Plate No. I (Iravikorttan Plates) show that Veera Kerala Chuckravarthy was the first of the line, and the rule of this dynasty existed without interruption for many hundred thousands of years. Accounts regarding the origin of Manigramam and Anjuwannam varies materially from   writer to writer. It’s reasonable to think that Manigramam is a distinction given to the Middle Eastern merchants (religious group’s that may include Persian Christians, Gnostic Christians and Zorastrians?) by the Perumals, as they were then regarded as a class of respectable people. Legends say that Parasu Rama divided Keralam into sixty-four Brahman "Gramams" each having a particular name, but to the new community of Middle eastern merchants, the Perumal must have granted a “Gramam”, denominated “Manigramam” (Indirectly indicating their profession), with the title of a Principality as a distinctive name, the head of the community being invested with the dignity of citizenship in another view Mani in Tamil means a gem and is applied to all things of peculiar excellence. From the above edict we find the following description in Tamil.

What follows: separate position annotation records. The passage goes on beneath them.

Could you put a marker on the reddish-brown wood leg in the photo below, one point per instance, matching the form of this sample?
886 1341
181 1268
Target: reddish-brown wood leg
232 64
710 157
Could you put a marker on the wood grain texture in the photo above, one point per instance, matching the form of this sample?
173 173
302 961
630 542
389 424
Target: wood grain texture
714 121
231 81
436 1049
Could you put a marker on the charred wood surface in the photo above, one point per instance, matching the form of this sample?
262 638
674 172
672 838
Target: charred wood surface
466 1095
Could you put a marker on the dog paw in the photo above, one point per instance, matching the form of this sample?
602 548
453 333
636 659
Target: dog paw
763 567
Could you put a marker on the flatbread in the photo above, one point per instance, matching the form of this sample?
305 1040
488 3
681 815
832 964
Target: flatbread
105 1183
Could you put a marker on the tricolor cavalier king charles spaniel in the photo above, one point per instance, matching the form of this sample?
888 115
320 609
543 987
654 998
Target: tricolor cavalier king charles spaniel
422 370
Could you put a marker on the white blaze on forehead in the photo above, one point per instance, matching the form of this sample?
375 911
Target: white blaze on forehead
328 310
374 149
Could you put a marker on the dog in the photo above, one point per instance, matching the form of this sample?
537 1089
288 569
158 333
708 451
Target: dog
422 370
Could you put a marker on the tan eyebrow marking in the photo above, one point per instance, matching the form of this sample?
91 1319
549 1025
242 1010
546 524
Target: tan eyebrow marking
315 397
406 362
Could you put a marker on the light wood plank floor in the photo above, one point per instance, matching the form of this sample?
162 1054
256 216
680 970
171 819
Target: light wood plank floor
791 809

"Makothayer Pattanathoo Eravicorttenaya Cheramaneloka Peroomchattikoo Manigramaipattam Kooduthome"  [" മഹോതയാർ പട്ടണത്തു  ഇരവി കൊർത്തനായ ചേരമാനലോക  പെരുംച്ചാത്തിക്കു  മാനിഗ്രാമപട്ടം കൊടുത്തൊമേ"]

The literal translation of which is "We have granted to Iravi Cortten of Makothaperpatanam, the grand merchant of Cheraman world, the high office of “Manigramamship".  "Pattam" is a word used both in Tamil and in Malayalam which  means "ordination"(note that the Syrian Christians still use the term Pattam Kodukkal  for the priestly ordination) a high office or dignity.

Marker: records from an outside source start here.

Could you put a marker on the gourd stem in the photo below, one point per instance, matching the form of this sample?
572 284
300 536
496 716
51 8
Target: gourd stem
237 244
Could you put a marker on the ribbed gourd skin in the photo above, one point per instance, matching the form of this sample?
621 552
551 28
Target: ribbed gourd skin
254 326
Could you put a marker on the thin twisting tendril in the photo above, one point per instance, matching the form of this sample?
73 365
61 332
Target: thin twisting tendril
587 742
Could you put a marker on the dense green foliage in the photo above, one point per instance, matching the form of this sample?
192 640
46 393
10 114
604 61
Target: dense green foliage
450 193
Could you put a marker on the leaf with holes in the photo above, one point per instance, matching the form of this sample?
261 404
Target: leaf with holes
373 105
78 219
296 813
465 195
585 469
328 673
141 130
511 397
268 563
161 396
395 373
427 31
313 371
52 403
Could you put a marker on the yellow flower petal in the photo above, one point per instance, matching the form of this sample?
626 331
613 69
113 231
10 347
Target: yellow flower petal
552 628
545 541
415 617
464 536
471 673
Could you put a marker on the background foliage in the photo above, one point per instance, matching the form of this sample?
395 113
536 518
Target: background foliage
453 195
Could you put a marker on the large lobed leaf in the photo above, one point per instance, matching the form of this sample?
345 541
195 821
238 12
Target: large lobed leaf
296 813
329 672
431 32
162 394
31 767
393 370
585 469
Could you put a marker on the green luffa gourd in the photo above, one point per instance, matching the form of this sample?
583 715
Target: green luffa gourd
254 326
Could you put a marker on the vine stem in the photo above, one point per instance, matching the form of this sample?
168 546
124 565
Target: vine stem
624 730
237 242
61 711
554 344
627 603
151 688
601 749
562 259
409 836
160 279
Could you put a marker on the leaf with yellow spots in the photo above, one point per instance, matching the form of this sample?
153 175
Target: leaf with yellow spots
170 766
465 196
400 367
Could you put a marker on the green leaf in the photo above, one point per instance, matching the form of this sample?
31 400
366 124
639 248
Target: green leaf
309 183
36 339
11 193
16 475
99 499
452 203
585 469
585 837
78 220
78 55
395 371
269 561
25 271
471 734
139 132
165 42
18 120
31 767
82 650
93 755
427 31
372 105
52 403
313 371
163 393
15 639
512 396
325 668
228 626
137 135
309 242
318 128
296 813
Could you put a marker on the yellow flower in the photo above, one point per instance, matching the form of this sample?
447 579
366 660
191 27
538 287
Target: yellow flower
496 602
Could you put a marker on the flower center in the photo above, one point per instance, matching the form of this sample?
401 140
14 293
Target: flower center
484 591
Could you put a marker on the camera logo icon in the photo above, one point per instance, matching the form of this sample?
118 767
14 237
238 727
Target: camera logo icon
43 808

The translation of this plate by H. Gundert appears to be correct, but with a slight difference. Mr. Gundert's translation is: — “We have given to Eravi Cortten of Maha Deverpatnam (hence forward to be called grand merchant of the Cheraman world) the lordship of Manigramam."

The full translation of this plate by H. Gundert

Hari Sri Adoration to Ganapati

Iravikorttan Edict
The blessed rule having devolved from the earth-ruler Man lord Chacravarti  Vira Kérala (the first of the line) thro' regular succession upon Sri Vira Righava Chacravarti, now wielding the scepter for many I00,000 years (in the year) Jupiter in Capricorns, the 21st of the Minam month, Saturday, roshini nakshathram the following grant was made in the Royal palace (of the Perumal)—We have given to Iravi Corttan of Mahadevarpattnam, (henceforth to be called Grand Merchant of the Cheraman world (Kérala), the Lordship of Manigrimam. We also have given to him (the right of) the feast-cloth (?) house pillars (or pictured rooms?) all the revenue, the curved sword. (or dagger) and in (or with) the sword the sovereign merchant ship, the right of proclamation, the privilege of having forerunners, the five musical instruments, the conch, the light (or torch burning) by day, the spreading cloth, litter, Royal umbrella, Vaduca drum the gateway with seats and ornamental arches, and the sovereign merchant ship over the four classes [or streets)—— also the oil makers end the five kind of artificers we have subjected to him [or given as slaves to him)—We have given as eternal (Literally “ water”-) possession to Iravi Corttan the lord of the town, the brokerage and due customs of all that may he measured by the para, weighed by the balance, stretched by the line, of all that may be counted or carried, contained within salt, sugar, musk, and lamp oil, or whatever it be—- namely within the river-mouth of Codungalur and the tower, or between the four Talia (temples of the deputy Brahmans) and the Gramamas belonging to them-We have given it by an unreserved. tenure to Iravi Corttann Grand Merchant of the Chéramin world and to his sons and son's sons in proper succession.